Yep I think any general gpio will work, for me I use a servo sg90, when detect the wake word, I made the servo rotate and it produce a small sound which is hearable. But a real media player will still give better interaction
I was just going down the path of using speaker.play
to hardcode a feedback sound in the yaml (to avoid waiting on #2429), but it has the same problem where the playback gets buffered until the assistant stops its loop.
Did you know the RTTTL component can now also play sounds using the speaker component?

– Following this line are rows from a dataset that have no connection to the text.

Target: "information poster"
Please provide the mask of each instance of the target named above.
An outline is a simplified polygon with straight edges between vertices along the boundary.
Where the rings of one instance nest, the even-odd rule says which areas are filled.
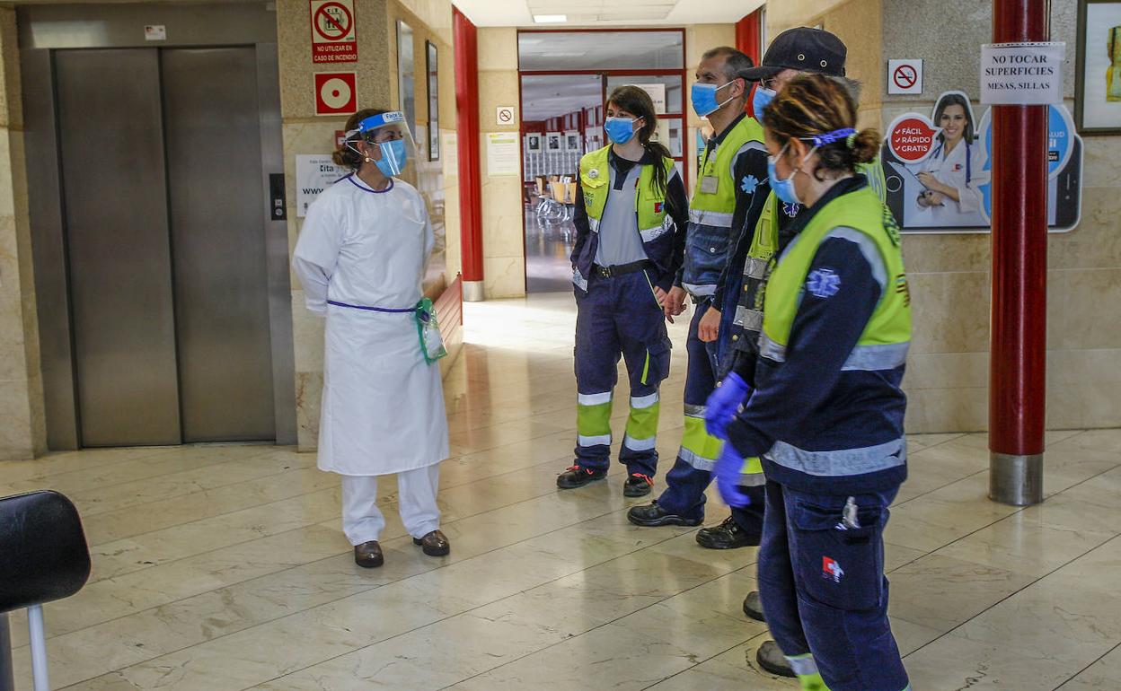
[[[1069,231],[1082,208],[1082,139],[1063,104],[1048,115],[1047,224]],[[992,217],[992,120],[976,118],[960,91],[938,96],[930,115],[905,113],[880,152],[887,204],[902,231],[988,232]]]
[[[296,216],[306,216],[312,202],[348,172],[334,164],[330,153],[297,155]]]
[[[487,174],[491,177],[520,175],[517,132],[487,133]]]

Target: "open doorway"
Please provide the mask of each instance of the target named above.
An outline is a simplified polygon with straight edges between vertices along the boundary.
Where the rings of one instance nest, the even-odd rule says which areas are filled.
[[[526,291],[567,291],[580,159],[608,143],[603,105],[613,88],[633,84],[651,95],[659,121],[656,137],[683,179],[687,175],[685,32],[519,31],[518,60]]]

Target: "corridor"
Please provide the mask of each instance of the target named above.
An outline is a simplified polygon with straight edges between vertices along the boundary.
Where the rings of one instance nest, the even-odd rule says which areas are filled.
[[[622,468],[560,493],[575,435],[571,296],[467,304],[445,380],[451,557],[420,554],[386,494],[386,566],[354,566],[337,478],[270,446],[85,450],[7,464],[0,495],[66,493],[93,576],[48,605],[55,688],[793,690],[754,669],[740,610],[756,549],[641,529]],[[664,385],[680,435],[686,324]],[[626,387],[626,377],[622,386]],[[617,391],[615,423],[626,417]],[[1047,502],[992,503],[983,435],[910,439],[887,531],[892,625],[915,689],[1121,685],[1121,431],[1055,431]],[[663,486],[657,478],[656,492]],[[395,483],[382,483],[386,493]],[[706,523],[726,515],[715,494]],[[22,615],[16,679],[28,689]]]

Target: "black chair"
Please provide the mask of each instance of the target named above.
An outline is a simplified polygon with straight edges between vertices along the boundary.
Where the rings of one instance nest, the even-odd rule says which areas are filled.
[[[82,520],[57,492],[0,498],[0,613],[27,608],[35,691],[47,691],[43,605],[70,597],[90,578]]]

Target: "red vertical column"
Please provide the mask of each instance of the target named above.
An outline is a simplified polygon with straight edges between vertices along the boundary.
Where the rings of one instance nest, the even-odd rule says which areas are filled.
[[[760,18],[761,10],[756,10],[735,22],[735,49],[750,57],[751,62],[756,65],[759,64],[761,49],[761,46],[759,45]],[[753,86],[751,87],[753,88]],[[756,113],[751,108],[751,99],[748,99],[748,105],[744,110],[747,110],[748,114],[752,118],[756,116]]]
[[[762,55],[762,46],[759,45],[761,43],[759,35],[761,11],[756,10],[735,22],[735,49],[745,54],[757,65]]]
[[[460,155],[463,299],[483,299],[483,207],[479,172],[479,48],[475,25],[452,8]]]
[[[993,43],[1049,36],[1048,0],[994,0]],[[990,491],[1043,501],[1047,372],[1047,106],[992,109]]]

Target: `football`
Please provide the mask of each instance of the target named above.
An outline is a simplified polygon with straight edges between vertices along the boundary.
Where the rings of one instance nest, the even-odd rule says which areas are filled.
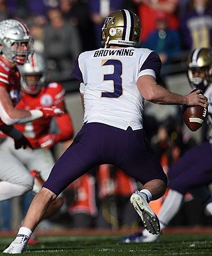
[[[206,119],[207,107],[201,106],[189,107],[184,105],[183,119],[187,127],[192,131],[197,131]]]

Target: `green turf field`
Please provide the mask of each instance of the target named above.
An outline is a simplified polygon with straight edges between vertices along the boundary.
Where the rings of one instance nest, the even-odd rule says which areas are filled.
[[[153,243],[121,243],[120,235],[39,237],[38,245],[28,245],[24,255],[69,256],[212,255],[212,233],[164,234]],[[13,238],[0,237],[0,247]],[[1,250],[0,255],[5,255]]]

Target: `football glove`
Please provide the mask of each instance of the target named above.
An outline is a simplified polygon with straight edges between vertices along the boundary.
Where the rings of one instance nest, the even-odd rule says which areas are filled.
[[[43,118],[58,117],[64,113],[60,108],[54,106],[51,107],[41,107],[39,110],[42,112]]]
[[[56,135],[54,133],[47,133],[42,136],[38,139],[38,143],[41,148],[50,149],[55,144]]]
[[[25,136],[23,135],[22,137],[19,139],[15,139],[15,149],[19,149],[23,148],[24,149],[26,149],[27,147],[32,149],[32,146],[31,143],[28,141],[27,138]]]

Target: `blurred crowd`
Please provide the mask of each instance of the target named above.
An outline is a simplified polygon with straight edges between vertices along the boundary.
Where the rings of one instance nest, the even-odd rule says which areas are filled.
[[[0,21],[13,18],[26,23],[34,40],[34,50],[46,61],[48,81],[60,82],[71,80],[74,62],[81,52],[101,47],[103,23],[119,9],[131,10],[140,19],[138,47],[159,54],[164,87],[166,66],[185,61],[195,48],[212,46],[211,0],[0,0]],[[146,103],[144,126],[168,172],[197,141],[183,130],[180,107],[152,105]],[[205,127],[201,140],[204,131]],[[137,227],[140,223],[129,197],[140,186],[115,166],[99,166],[70,184],[64,192],[63,207],[49,222],[73,228]],[[22,196],[21,215],[25,215],[32,196],[31,192]],[[163,200],[151,202],[156,214]],[[212,224],[211,217],[206,217],[202,207],[197,207],[199,203],[193,201],[187,193],[173,225]],[[190,214],[194,208],[195,214]],[[0,229],[9,230],[14,212],[11,200],[1,202],[0,209]]]

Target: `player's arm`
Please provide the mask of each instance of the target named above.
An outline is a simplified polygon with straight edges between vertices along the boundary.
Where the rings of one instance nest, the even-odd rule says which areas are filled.
[[[14,139],[15,148],[19,149],[23,147],[26,149],[29,147],[32,149],[30,143],[19,130],[15,128],[13,125],[3,125],[0,126],[0,130],[7,135]]]
[[[172,93],[158,84],[150,75],[139,77],[137,81],[138,89],[145,99],[158,104],[163,105],[208,105],[207,98],[200,94],[201,91],[197,90],[187,95],[180,95]]]
[[[44,107],[30,111],[16,109],[6,89],[0,86],[0,117],[8,125],[30,122],[41,117],[61,115],[62,113],[58,108]]]
[[[40,147],[49,149],[58,142],[67,141],[73,138],[74,126],[71,117],[64,103],[62,108],[64,114],[55,119],[58,127],[58,133],[56,134],[49,133],[42,136],[38,139]]]

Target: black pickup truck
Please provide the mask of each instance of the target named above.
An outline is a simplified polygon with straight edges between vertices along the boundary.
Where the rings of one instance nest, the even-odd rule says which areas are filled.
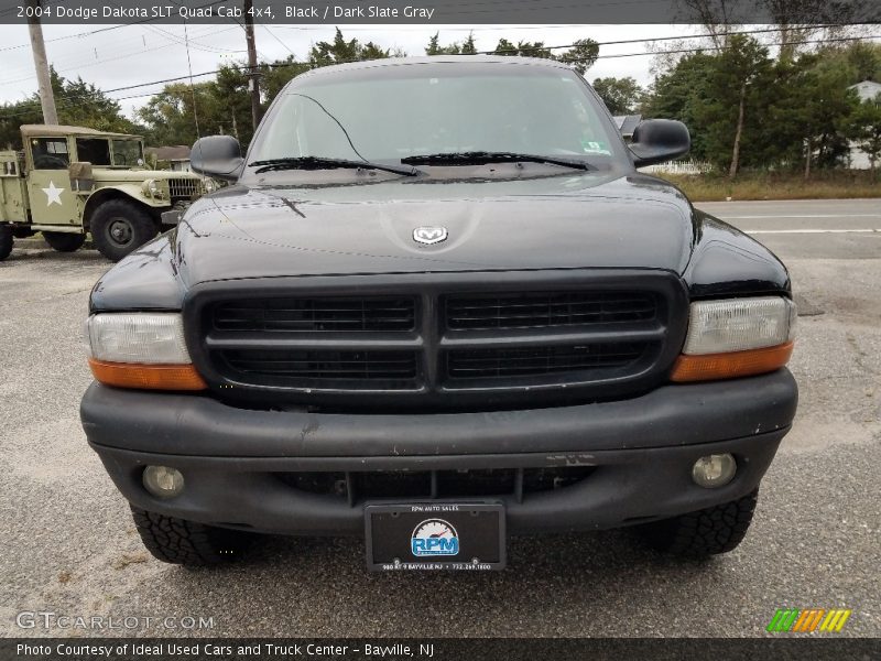
[[[637,525],[724,553],[795,414],[764,247],[637,167],[574,71],[427,57],[309,72],[231,185],[96,284],[83,426],[160,560],[363,535],[372,570],[492,570],[509,535]]]

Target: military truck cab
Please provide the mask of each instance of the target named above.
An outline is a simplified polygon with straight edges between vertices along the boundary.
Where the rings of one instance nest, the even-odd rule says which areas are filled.
[[[14,238],[41,231],[62,252],[91,232],[101,254],[119,261],[214,189],[195,174],[146,170],[138,136],[47,124],[21,134],[23,152],[0,152],[0,259]]]

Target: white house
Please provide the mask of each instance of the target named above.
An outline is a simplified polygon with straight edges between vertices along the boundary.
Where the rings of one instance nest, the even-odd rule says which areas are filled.
[[[881,96],[881,83],[874,80],[863,80],[851,85],[850,89],[856,89],[860,101],[874,100]],[[858,147],[850,148],[850,166],[853,170],[869,170],[869,156]]]

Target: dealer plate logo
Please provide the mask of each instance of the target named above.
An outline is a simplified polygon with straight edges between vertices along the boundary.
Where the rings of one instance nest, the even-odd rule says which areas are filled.
[[[433,246],[447,240],[446,227],[417,227],[413,230],[413,240],[425,246]]]
[[[413,529],[410,540],[413,555],[458,555],[459,535],[453,525],[443,519],[426,519]]]

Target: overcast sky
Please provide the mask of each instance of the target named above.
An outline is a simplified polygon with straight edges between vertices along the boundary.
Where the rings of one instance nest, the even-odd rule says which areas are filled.
[[[108,30],[108,28],[112,28]],[[98,30],[99,32],[95,32]],[[258,25],[255,37],[260,59],[289,56],[304,58],[312,44],[329,41],[333,25]],[[373,41],[389,48],[401,48],[409,55],[423,55],[428,39],[440,33],[440,43],[463,41],[469,28],[460,25],[348,25],[346,39]],[[244,61],[244,33],[235,23],[191,25],[189,58],[194,74],[218,68],[224,62]],[[479,25],[474,28],[477,47],[491,51],[500,36],[512,42],[543,41],[546,45],[565,45],[589,37],[598,42],[630,39],[688,35],[700,32],[694,25]],[[161,78],[185,76],[188,72],[185,28],[183,25],[44,25],[43,36],[50,62],[65,77],[96,85],[104,90],[148,83]],[[646,53],[650,44],[602,46],[600,55]],[[36,90],[36,78],[25,25],[0,25],[0,101],[21,100]],[[592,80],[605,76],[632,76],[641,85],[651,82],[651,55],[601,58],[587,72]],[[196,78],[207,80],[208,77]],[[143,105],[162,85],[113,91],[127,115]],[[134,95],[144,95],[131,98]]]

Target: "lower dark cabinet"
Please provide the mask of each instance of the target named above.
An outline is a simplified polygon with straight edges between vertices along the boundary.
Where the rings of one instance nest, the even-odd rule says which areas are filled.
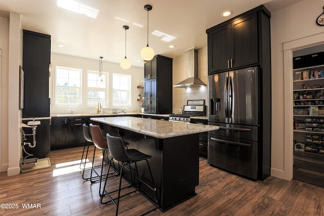
[[[51,149],[55,150],[65,148],[68,145],[67,118],[52,118],[51,125]]]
[[[84,145],[86,140],[82,129],[82,125],[85,122],[68,124],[68,143],[69,147]]]
[[[53,117],[51,126],[51,149],[55,150],[84,145],[82,125],[86,117]]]
[[[200,119],[190,118],[190,123],[208,124],[208,121],[207,119]],[[208,155],[208,133],[204,132],[199,134],[199,156],[200,157],[207,158]]]

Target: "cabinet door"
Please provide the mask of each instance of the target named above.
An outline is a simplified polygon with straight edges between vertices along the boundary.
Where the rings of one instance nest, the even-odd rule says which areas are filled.
[[[67,118],[55,117],[52,118],[51,125],[51,149],[55,149],[67,146]]]
[[[151,94],[151,80],[148,80],[144,82],[144,98],[148,98],[149,95]]]
[[[25,75],[22,117],[49,116],[51,36],[24,30],[23,41]]]
[[[84,122],[70,123],[68,124],[69,147],[80,146],[85,144],[82,125]]]
[[[157,98],[157,86],[156,83],[156,79],[153,79],[151,80],[151,98]]]
[[[256,13],[232,23],[232,67],[258,62],[257,25]]]
[[[208,39],[208,72],[228,68],[230,59],[230,25],[210,32]]]
[[[150,78],[151,76],[151,62],[145,62],[144,63],[144,79]]]

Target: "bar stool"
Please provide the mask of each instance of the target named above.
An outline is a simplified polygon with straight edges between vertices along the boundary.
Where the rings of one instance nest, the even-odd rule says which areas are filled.
[[[107,171],[107,174],[103,175],[102,172],[103,172],[103,169],[104,166],[104,162],[106,164],[108,165],[108,164],[110,164],[110,162],[111,161],[111,158],[110,157],[108,156],[108,146],[107,145],[107,142],[104,138],[103,136],[102,135],[102,133],[101,132],[101,129],[100,129],[100,127],[98,125],[92,125],[92,124],[90,124],[90,125],[89,125],[89,127],[90,128],[90,131],[91,131],[92,140],[96,147],[95,148],[95,150],[94,151],[93,158],[92,159],[93,166],[93,163],[94,162],[94,160],[95,160],[95,155],[96,153],[96,148],[98,148],[99,149],[101,150],[102,151],[103,151],[103,152],[104,153],[104,154],[105,155],[107,158],[107,159],[108,160],[108,161],[105,160],[105,155],[103,154],[102,161],[101,162],[101,170],[100,174],[99,175],[97,172],[97,171],[95,168],[91,169],[91,174],[90,174],[90,180],[91,180],[91,183],[93,183],[97,181],[100,181],[100,184],[99,185],[99,195],[101,196],[101,194],[100,194],[100,190],[101,189],[101,180],[103,179],[103,176],[106,176],[106,177],[108,177],[108,175],[112,175],[114,173],[116,174],[116,175],[118,175],[118,174],[117,173],[116,171],[114,164],[113,164],[113,161],[112,161],[113,164],[113,169],[114,170],[114,171],[113,172],[109,173],[109,170],[108,169],[108,170]],[[93,167],[95,167],[96,166],[94,166],[94,167],[93,166]],[[96,175],[96,176],[95,178],[98,178],[98,179],[96,181],[92,180],[93,179],[93,177],[92,177],[93,171]]]
[[[99,167],[99,166],[96,166],[95,167],[93,166],[93,161],[92,166],[91,167],[86,168],[86,164],[87,163],[87,158],[88,158],[88,153],[89,151],[89,146],[91,144],[93,144],[93,141],[92,141],[92,137],[91,136],[91,132],[90,131],[90,128],[86,124],[84,123],[82,125],[82,129],[83,130],[83,136],[86,140],[86,143],[85,143],[85,146],[83,148],[83,152],[82,152],[82,156],[81,157],[81,161],[80,161],[80,169],[83,169],[83,172],[82,174],[82,178],[85,180],[89,180],[91,179],[91,178],[85,178],[85,170],[89,169],[90,168],[93,169],[95,167]],[[86,153],[86,158],[85,159],[85,161],[83,160],[83,156],[85,155],[85,151],[86,150],[86,147],[87,146],[87,153]],[[82,165],[83,165],[83,168],[81,167]]]
[[[112,136],[113,137],[118,137],[122,138],[122,139],[123,140],[123,141],[124,142],[124,144],[125,145],[125,147],[126,147],[127,149],[128,148],[128,146],[128,146],[130,144],[124,141],[123,136],[120,136],[119,134],[119,131],[118,129],[118,128],[116,128],[116,127],[111,127],[110,126],[108,129],[108,133],[110,136]]]
[[[122,165],[120,168],[120,171],[119,172],[119,185],[118,190],[116,190],[111,192],[108,192],[106,189],[106,185],[107,185],[107,178],[106,177],[106,180],[105,180],[105,184],[103,187],[102,190],[102,196],[101,196],[101,199],[100,202],[102,204],[107,204],[109,202],[112,202],[112,203],[116,206],[116,215],[118,215],[118,209],[119,207],[119,199],[121,197],[127,196],[129,194],[130,194],[132,193],[135,192],[136,191],[139,191],[141,193],[140,189],[141,187],[141,185],[142,183],[146,185],[148,188],[152,190],[155,192],[155,195],[156,196],[156,199],[157,200],[158,204],[154,203],[154,202],[151,201],[154,205],[155,208],[153,209],[150,210],[148,211],[145,212],[144,214],[146,214],[151,211],[155,211],[158,207],[158,205],[159,204],[159,199],[158,199],[158,196],[157,196],[157,193],[156,192],[156,188],[155,187],[155,184],[154,183],[154,180],[153,179],[153,176],[152,176],[152,172],[151,171],[151,168],[150,168],[149,164],[148,163],[148,161],[147,159],[151,158],[151,155],[148,155],[146,154],[144,154],[140,151],[134,149],[126,149],[125,147],[125,145],[124,144],[124,142],[120,137],[114,137],[110,136],[109,134],[107,134],[107,143],[108,145],[108,149],[111,155],[112,160],[109,161],[109,163],[108,164],[108,171],[110,168],[110,164],[111,162],[111,160],[114,159],[118,161],[118,164]],[[146,183],[142,181],[141,179],[139,178],[138,177],[138,172],[137,170],[137,165],[136,165],[136,162],[142,161],[145,160],[146,161],[146,163],[147,164],[147,167],[148,168],[148,170],[149,170],[150,175],[151,176],[151,178],[152,180],[152,183],[153,184],[153,187],[151,187],[150,185],[147,184]],[[120,196],[120,191],[122,190],[129,188],[134,186],[134,181],[133,180],[133,177],[132,175],[132,169],[131,168],[131,164],[132,163],[135,163],[135,169],[136,170],[136,176],[137,177],[138,182],[138,187],[136,188],[135,187],[135,190],[130,192],[129,193],[127,193],[126,194],[124,194]],[[129,169],[126,167],[126,166],[128,166],[129,167]],[[129,182],[127,181],[129,183],[130,183],[130,185],[128,186],[126,186],[125,187],[122,188],[122,180],[123,179],[123,172],[124,168],[126,168],[127,169],[130,170],[131,172],[131,182]],[[113,198],[110,196],[110,194],[116,192],[118,191],[118,196],[116,198]],[[103,202],[103,198],[105,195],[107,195],[110,199],[110,200],[107,202]],[[117,203],[115,202],[115,200],[117,199]]]

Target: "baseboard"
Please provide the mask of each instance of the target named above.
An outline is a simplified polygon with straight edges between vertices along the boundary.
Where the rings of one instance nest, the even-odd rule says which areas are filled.
[[[9,163],[5,163],[4,164],[1,165],[1,167],[0,167],[0,172],[6,172],[8,168],[9,167]]]
[[[20,166],[9,168],[7,170],[8,176],[17,176],[20,174]]]
[[[278,178],[279,179],[284,179],[285,180],[291,181],[291,179],[287,179],[287,176],[285,174],[285,171],[281,169],[274,169],[271,168],[271,176],[274,177]]]

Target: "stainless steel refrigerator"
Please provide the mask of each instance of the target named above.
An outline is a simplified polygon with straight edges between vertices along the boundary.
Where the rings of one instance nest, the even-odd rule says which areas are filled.
[[[257,67],[210,75],[208,163],[254,180],[260,158],[260,70]],[[259,149],[260,150],[260,149]]]

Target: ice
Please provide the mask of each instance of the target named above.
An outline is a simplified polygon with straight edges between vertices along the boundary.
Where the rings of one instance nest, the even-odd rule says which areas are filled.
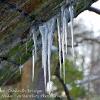
[[[53,42],[53,33],[55,27],[55,18],[50,19],[39,27],[42,36],[42,67],[44,68],[44,80],[46,89],[46,78],[48,76],[48,82],[51,80],[51,48]],[[48,71],[48,75],[47,75]]]
[[[32,32],[32,39],[33,39],[33,42],[34,42],[34,45],[33,45],[33,50],[32,50],[32,81],[34,81],[34,71],[35,71],[35,60],[37,58],[37,32],[36,32],[36,29],[35,27],[32,27],[31,29],[31,32]]]
[[[47,78],[47,36],[48,30],[47,25],[39,26],[39,30],[42,36],[42,68],[44,69],[44,84],[46,89],[46,78]]]
[[[35,50],[32,50],[32,82],[34,81],[34,71],[35,71]]]
[[[60,17],[57,18],[57,30],[58,30],[58,45],[59,45],[59,64],[60,64],[60,77],[62,77],[62,63],[61,63],[61,25],[60,25]]]
[[[70,31],[71,31],[71,38],[72,38],[72,56],[74,60],[74,30],[73,30],[73,6],[69,6],[69,12],[70,12]]]

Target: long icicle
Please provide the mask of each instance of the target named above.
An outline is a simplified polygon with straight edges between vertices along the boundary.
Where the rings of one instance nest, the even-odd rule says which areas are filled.
[[[69,6],[69,12],[70,12],[70,31],[71,31],[71,37],[72,37],[72,55],[73,55],[73,61],[74,61],[74,30],[73,30],[73,5]]]
[[[62,58],[63,58],[63,79],[65,83],[65,26],[64,26],[64,8],[61,9],[62,17]]]
[[[32,50],[32,82],[34,81],[34,71],[35,71],[35,50]]]
[[[57,17],[57,30],[58,30],[58,44],[59,44],[60,77],[62,77],[62,64],[61,64],[62,45],[61,45],[61,29],[60,29],[60,18],[59,18],[59,16]]]
[[[36,30],[35,27],[32,27],[32,39],[34,42],[33,50],[32,50],[32,82],[34,81],[34,71],[35,71],[35,60],[37,57],[37,37],[36,37]]]
[[[54,33],[54,27],[55,27],[55,18],[52,18],[47,22],[48,26],[48,85],[49,85],[49,94],[51,92],[51,47],[53,42],[53,33]]]
[[[44,84],[45,84],[45,89],[46,89],[46,78],[47,78],[47,30],[45,30],[45,25],[39,26],[39,30],[42,36],[42,68],[44,70]]]

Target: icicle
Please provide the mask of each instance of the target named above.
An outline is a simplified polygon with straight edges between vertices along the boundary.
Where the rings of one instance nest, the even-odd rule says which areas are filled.
[[[20,74],[22,73],[22,69],[23,69],[23,65],[20,65],[19,69],[20,69]]]
[[[20,60],[20,67],[19,67],[19,70],[20,70],[20,74],[22,73],[22,67],[21,67],[21,57],[19,58],[19,60]]]
[[[39,30],[42,36],[42,68],[44,69],[44,84],[46,89],[46,78],[47,78],[47,25],[39,26]]]
[[[52,48],[52,42],[53,42],[53,33],[54,33],[54,27],[55,27],[55,18],[49,20],[47,22],[47,26],[48,26],[48,84],[49,84],[49,87],[51,88],[51,64],[50,64],[51,59],[50,58],[51,58],[51,48]],[[50,94],[50,91],[49,91],[49,94]]]
[[[26,44],[25,44],[25,46],[26,46],[26,47],[25,47],[25,49],[26,49],[26,54],[27,54],[27,51],[28,51],[28,50],[27,50],[27,41],[26,41]]]
[[[60,64],[60,77],[62,77],[62,64],[61,64],[61,30],[60,30],[60,19],[57,18],[57,30],[58,30],[58,44],[59,44],[59,64]]]
[[[64,20],[64,7],[61,8],[62,18],[62,59],[63,59],[63,79],[65,83],[65,20]]]
[[[69,12],[70,12],[70,30],[71,30],[71,37],[72,37],[72,55],[74,60],[74,31],[73,31],[73,6],[69,6]]]
[[[51,47],[53,41],[54,23],[55,23],[55,18],[49,20],[43,26],[39,27],[39,30],[42,35],[42,66],[44,68],[45,89],[47,89],[46,88],[47,70],[48,70],[48,84],[51,82],[50,58],[51,58]]]
[[[68,34],[68,9],[66,8],[64,10],[64,20],[63,20],[63,24],[64,24],[64,35],[65,35],[65,49],[66,49],[66,55],[67,55],[67,34]]]
[[[33,50],[32,50],[32,81],[34,80],[34,70],[35,70],[35,60],[36,60],[36,57],[37,57],[37,36],[36,36],[36,30],[35,30],[35,27],[32,27],[32,39],[33,39],[33,42],[34,42],[34,46],[33,46]]]
[[[32,28],[32,33],[33,33],[33,42],[34,42],[34,53],[35,53],[35,59],[36,59],[36,57],[37,57],[37,36],[36,36],[36,30],[35,30],[35,28],[33,27]]]
[[[35,50],[32,50],[32,82],[34,80]]]

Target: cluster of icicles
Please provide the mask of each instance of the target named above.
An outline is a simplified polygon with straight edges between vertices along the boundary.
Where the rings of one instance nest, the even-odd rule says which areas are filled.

The problem is that the microphone continues to listen at the moment when it is necessary to play the confirmation sound. I added couple of lines to voice_assistant.cpp to stop microphone during this period of time. Overall behavior became better and the confirmation sound is no longer perceived as the beginning of a command. The system works stable, but only if the confirmation sound is output through RTTTL component. All attempts to output a confirmation sound through components: media_player, speaker or speaker as RTTTL very unstable.
I currently use two versions of the voice assistant using confirmation sounds. The first outputs it to an external media player (as STT), the second to a separate RTTTL component.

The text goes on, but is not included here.